There is no evidence as the International Union for Conservation of Nature (IUCN) and the Wildlife Conservation Society (WCS) have told me, that Boko Haram, Nigeria’s militant Islamist group, has any role in ivory poaching. They do not poach or trade in ivory.

Gabon’s elephants are killed in large numbers by local, poor poachers who do it to survive. They are commissioned by criminal syndicates (also involved in the illegal bushmeat trade) who smuggle the ivory out via Cameroon or through to Dar es Salaam in Tanzania or Mombasa in Kenya.

There is a major Chinese role though. Poaching and bushmeat hunting has worsened as Chinese-run or funded construction projects have carved roads into rainforests near parks.

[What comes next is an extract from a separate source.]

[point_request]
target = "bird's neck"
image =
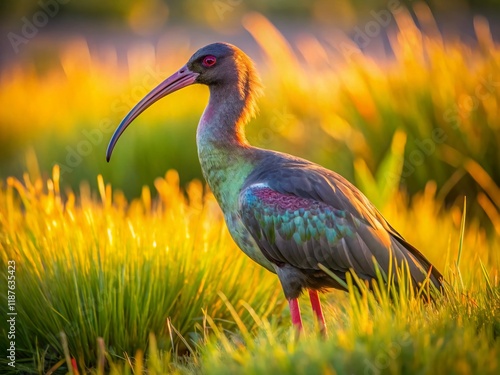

Gabon, despite huge oil wealth, puts little cash into poverty alleviation or anti-poaching, which is one reason poaching has continued. Read my book, Ivory: Power and Poaching in Africa and Poaching. Wildlife Trafficking and Security in Africa: Myths and Realities, a joint publication from the independent think tank Royal United Services Institute (RUSI) and King’s College London’s Marjan Centre for the Study of War and the Non-Human Sphere, to get the full story, not the convenient fiction that suits corrupt governments and NGOs hungry for any publicity.

The British army has a small training team in Gabon, trying to teach the understaffed and underpaid rangers how to combat organised poaching, and no doubt it serves both the Gabonese and British governments well to present the role as one of protecting elephants and fighting terror.

But Gabon is distant from northern Nigeria and no reputable international wildlife organisations or ivory trade researchers have found any link between Boko Haram and the ivory trade.

Like the fictitious ‘Al Shabaab funding itself from ivory’ story, which was disproved by the authors of the RUSI and King’s publication, it is convenient for African and some Western governments to promote this joining of two evils, but the real problems of poverty, corruption and greed are driving poaching, not insurgency.

Professor Keith Somerville is a senior research fellow at the Institute of Commonwealth Studies at the School of Advanced Study, University of London. He is also research associate at the Marjan Centre for the Study of War and the Non-Human Sphere at King’s College, London and a member of the Durrell Institute of Conservation and Ecology at the University of Kent. His latest publications are Ivory: Power and Poaching in Africa and Africa’s Long Road Since Independence: The Many Histories of a Continent.